Une majorité de ces influenceurs sont des jeunes femmes, la plus connue étant Vica Li, qui réunit sur ses réseaux sociaux 1,5 million de followers, sous couvert de cours de mandarin. La jeune femme explique à son audience occidentale que les Tibétains et les Ouighours ne subissent aucune répression de la part du parti communiste. L'autre porte-étendard se nomme Li Jingjing, elle est une influenceuse lifestyle. Elles sont la partie émergée de l'iceberg car bien d'autres influenceuses du même genre existent, et contrairement à nos deux exemples, toutes n'ont pas identifiées comme organes de propagande de la Chine.
L'autre axe du CCPPD est de tout simplement recruter des influenceurs occidentaux pour qu'ils mènent des opérations sponsorisées par le gouvernement chinois. C'est ce qu'a révélé le FBI lors de l'affaire Vippi. Vippi Media est une agence de management des influenceurs, elle sert d'intermédiaire avec les marques souhaitant faire des placements de produits.
C'est en 2021 qu'un nouveau type de clients est venu taper à la porte de Vippi : le Consul chinois de New York. Il souhaite alors que Vippi organise une campagne de promotion de la Chine en vue des JO d'hiver de 2022 qui doivent se dérouler à Pékin. Très vite, les deux parties tombent sur un accord, pour 300 000 dollars dont 210 000 payés en avance. Vippi via ses influenceurs va promouvoir la Chine. Mais voilà, les deux parties ignoraient que le FBI les surveillait et la sanction tombe : Vippi reçoit une lettre du département de la Justice américaine. L'entreprise doit changer de statut et s'enregistrer en tant qu'agent étranger et doit fournir le contrat qui l'a lié au consulat chinois.

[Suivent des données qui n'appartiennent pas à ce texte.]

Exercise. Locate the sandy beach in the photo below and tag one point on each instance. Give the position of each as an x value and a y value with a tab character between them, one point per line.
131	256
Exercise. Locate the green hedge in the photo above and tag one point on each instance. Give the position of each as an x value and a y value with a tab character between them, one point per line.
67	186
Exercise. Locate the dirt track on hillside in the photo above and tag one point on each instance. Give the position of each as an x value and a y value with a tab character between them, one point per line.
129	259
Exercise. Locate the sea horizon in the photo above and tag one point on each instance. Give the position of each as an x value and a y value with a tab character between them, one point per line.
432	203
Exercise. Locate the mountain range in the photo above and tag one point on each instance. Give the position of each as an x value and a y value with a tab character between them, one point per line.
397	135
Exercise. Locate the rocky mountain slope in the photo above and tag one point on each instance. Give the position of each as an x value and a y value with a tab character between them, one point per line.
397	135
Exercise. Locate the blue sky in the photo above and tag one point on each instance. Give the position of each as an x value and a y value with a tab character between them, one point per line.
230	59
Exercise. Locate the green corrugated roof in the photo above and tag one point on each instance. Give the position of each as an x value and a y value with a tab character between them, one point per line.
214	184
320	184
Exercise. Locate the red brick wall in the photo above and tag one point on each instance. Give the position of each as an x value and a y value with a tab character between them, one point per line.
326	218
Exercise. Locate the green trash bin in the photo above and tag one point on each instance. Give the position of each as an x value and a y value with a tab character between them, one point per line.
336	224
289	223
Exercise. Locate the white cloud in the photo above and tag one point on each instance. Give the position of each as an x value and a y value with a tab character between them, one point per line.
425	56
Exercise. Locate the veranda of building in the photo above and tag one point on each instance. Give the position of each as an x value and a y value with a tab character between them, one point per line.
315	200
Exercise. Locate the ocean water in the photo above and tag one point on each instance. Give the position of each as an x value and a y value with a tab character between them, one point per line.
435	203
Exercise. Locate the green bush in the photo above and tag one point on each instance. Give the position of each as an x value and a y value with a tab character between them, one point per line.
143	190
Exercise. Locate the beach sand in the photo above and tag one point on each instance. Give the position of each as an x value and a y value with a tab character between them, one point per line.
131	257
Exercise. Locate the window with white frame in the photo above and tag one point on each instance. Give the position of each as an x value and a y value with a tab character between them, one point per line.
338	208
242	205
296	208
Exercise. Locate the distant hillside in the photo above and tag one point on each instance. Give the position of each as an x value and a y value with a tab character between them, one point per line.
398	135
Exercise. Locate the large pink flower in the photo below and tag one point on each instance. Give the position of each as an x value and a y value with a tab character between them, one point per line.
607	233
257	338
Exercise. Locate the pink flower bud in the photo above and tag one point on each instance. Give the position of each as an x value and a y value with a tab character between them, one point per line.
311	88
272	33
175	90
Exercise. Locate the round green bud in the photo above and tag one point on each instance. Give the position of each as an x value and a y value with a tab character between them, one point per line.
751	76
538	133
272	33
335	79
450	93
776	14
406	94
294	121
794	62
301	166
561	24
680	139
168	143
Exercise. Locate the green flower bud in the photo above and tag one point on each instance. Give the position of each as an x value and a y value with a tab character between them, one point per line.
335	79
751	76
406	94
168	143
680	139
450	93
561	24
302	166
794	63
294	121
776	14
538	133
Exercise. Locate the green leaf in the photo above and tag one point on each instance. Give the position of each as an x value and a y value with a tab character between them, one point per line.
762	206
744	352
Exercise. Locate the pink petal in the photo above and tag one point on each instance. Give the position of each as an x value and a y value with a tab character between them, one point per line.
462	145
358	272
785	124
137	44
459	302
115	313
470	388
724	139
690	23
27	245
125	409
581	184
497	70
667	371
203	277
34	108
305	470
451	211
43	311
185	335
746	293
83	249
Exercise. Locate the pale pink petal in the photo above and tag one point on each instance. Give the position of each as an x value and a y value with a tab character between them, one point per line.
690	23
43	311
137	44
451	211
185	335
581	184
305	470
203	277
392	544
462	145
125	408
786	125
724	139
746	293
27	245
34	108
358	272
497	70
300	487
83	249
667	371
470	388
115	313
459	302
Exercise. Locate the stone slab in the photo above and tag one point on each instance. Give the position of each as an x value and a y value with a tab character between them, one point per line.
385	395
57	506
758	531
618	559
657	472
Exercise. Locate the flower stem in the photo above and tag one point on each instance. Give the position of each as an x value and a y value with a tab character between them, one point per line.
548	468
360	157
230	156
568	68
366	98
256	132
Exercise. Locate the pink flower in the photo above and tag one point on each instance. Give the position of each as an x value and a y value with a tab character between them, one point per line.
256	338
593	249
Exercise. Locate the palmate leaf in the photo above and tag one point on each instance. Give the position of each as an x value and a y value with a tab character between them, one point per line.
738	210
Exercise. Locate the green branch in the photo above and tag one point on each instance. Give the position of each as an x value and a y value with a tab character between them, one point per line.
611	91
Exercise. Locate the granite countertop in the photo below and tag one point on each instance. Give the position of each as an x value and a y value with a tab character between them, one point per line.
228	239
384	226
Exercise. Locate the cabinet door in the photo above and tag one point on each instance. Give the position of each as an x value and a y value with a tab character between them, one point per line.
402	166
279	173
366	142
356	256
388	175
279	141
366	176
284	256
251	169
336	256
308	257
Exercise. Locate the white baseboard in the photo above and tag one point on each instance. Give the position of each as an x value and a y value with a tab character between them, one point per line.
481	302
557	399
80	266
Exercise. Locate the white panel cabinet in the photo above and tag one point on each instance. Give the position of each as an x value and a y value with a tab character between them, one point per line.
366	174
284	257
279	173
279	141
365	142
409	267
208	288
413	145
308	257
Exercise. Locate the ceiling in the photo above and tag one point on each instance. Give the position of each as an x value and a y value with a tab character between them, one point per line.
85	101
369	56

Vippi continue son travail pour la Chine mais il est désormais connu de tous. D'après le gouvernement américain, au moins 4 millions d'Occidentaux ont été ciblés par la campagne Vippi. Une autre campagne découverte fut celle qu'a tenté de mener la compagnie Hong Kong Pear Technology, Celle-ci a envoyé une offre alléchante à plusieurs influenceurs qui devaient tourner une vidéo pour promouvoir la province du Hainan en échange d'une rémunération. Mais pour ces deux campagnes découvertes, combien passent sous les radars des médias et services de renseignement occidentaux ?
D'autres influenceurs occidentaux sont recrutés à plein temps par Pékin, comme le journaliste néo-zélandais Andy Borheman ou bien le youtubeur Jason Lightfoot, spécialisé dans le vloging de destinations touristiques. Ils mettent en ligne des vidéos dans lesquelles ils dénigrent le mode vie occidental, vantent le mode de vie de la Chine communiste et appellent à abandonner Taiwan.
Car l'objectif final de Pékin avec cette nouvelle stratégie est de faire basculer les opinions publiques occidentales en faveur de sa politique. Mais contrairement à Moscou qui tente de faire basculer ses opinions par le haut en se créant un réseau d'influence auprès des élites politiques et économiques, Pékin attaque par le bas en s'adressant directement à la population. L'objectif secondaire est de fracturer au maximum les sociétés occidentales, entre les Baizuo (mot chinois qui désigne les progressistes occidentaux) et le reste de la population. Plus les pays occidentaux seront divisés en interne, moins ils pourront réagir aux incidents internationaux créés par Pékin.